Tuesday, February 1, 2022

What Would You Have Seen?

 A while back my wife bought a bottle of prosecco.

Last night we decided to open it.

It was an odd duck of packaging.

It had a real cork - composite, albeit - but it wasn't like a champagne cork.

It had just a small crown of cork extending vertically north of the bottom of the bottle.

It wasn't a graspable knob as one would encounter on a champagne cork.

It was inaccessible with one's hand.

"My fingernails aren't of that consequence or heft" I said to myself; no way that's going to happen".

So much for the architecture of the cork.

It was non-standard in another feature.

It didn't have the champagne cork's metal cage of restrainments.

It had a white lily-livered twine half-heartedly deployed randomly where a clearly structured metal cage would have been on a real bottle of real sparkling wine.

I was immediately suspicious.

I was ready to hit the floor as I unwrapped every flaccid wrap of string, expecting a spontaneous explosion before I could grasp the cork to remove/restrain it.

The string removed, nothing happened; the bottle just sat passively in place on the counter.

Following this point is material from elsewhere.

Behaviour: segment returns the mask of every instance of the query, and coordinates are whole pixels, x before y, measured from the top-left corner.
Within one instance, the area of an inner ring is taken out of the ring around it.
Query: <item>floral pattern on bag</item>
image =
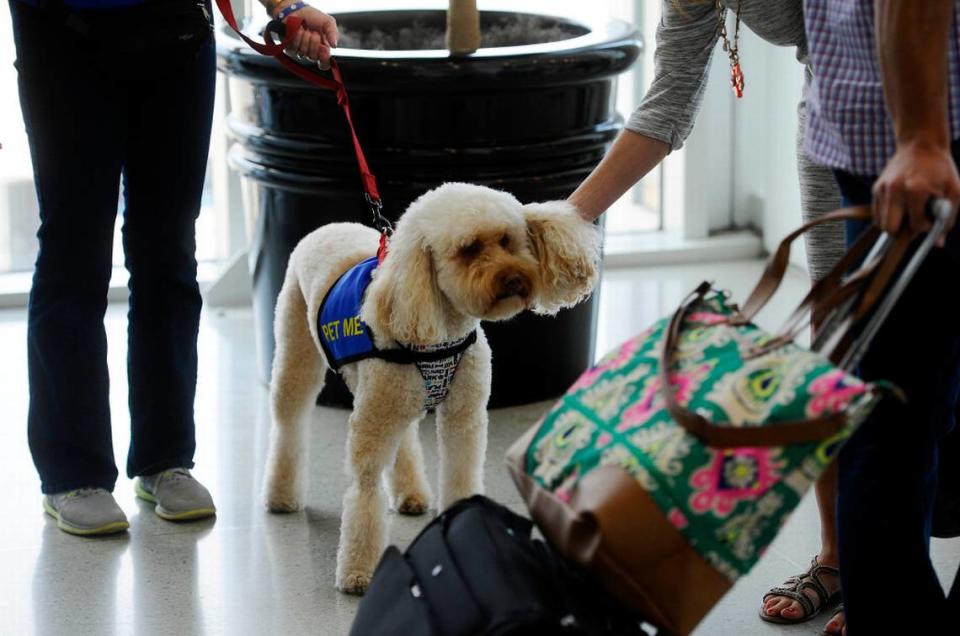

I thought of using a corkscrew, but I simultaneously conjured images of being impaled between the eyes by a wine-gas propelled corkscrew.

So we put the bottle in the refrigerator and said "let's go to Blossom where we bought it and ask for their advice".

The next day we did that.

I stayed in the car.

My wife came back with the bottle and pointed to cork end at me and said:

"they say that you should have seen the corkscrew icon burned into the top of the cork".

I looked at the icon and said "I saw that; it's a praying mantis; I thought that must be some kind of logo for the winery; and besides, if you turn it upside down, it is ET".



She wouldn't let me go in and present my case.

And when I did open it, the prosecco was flat - apparently that is the design point of that particular product.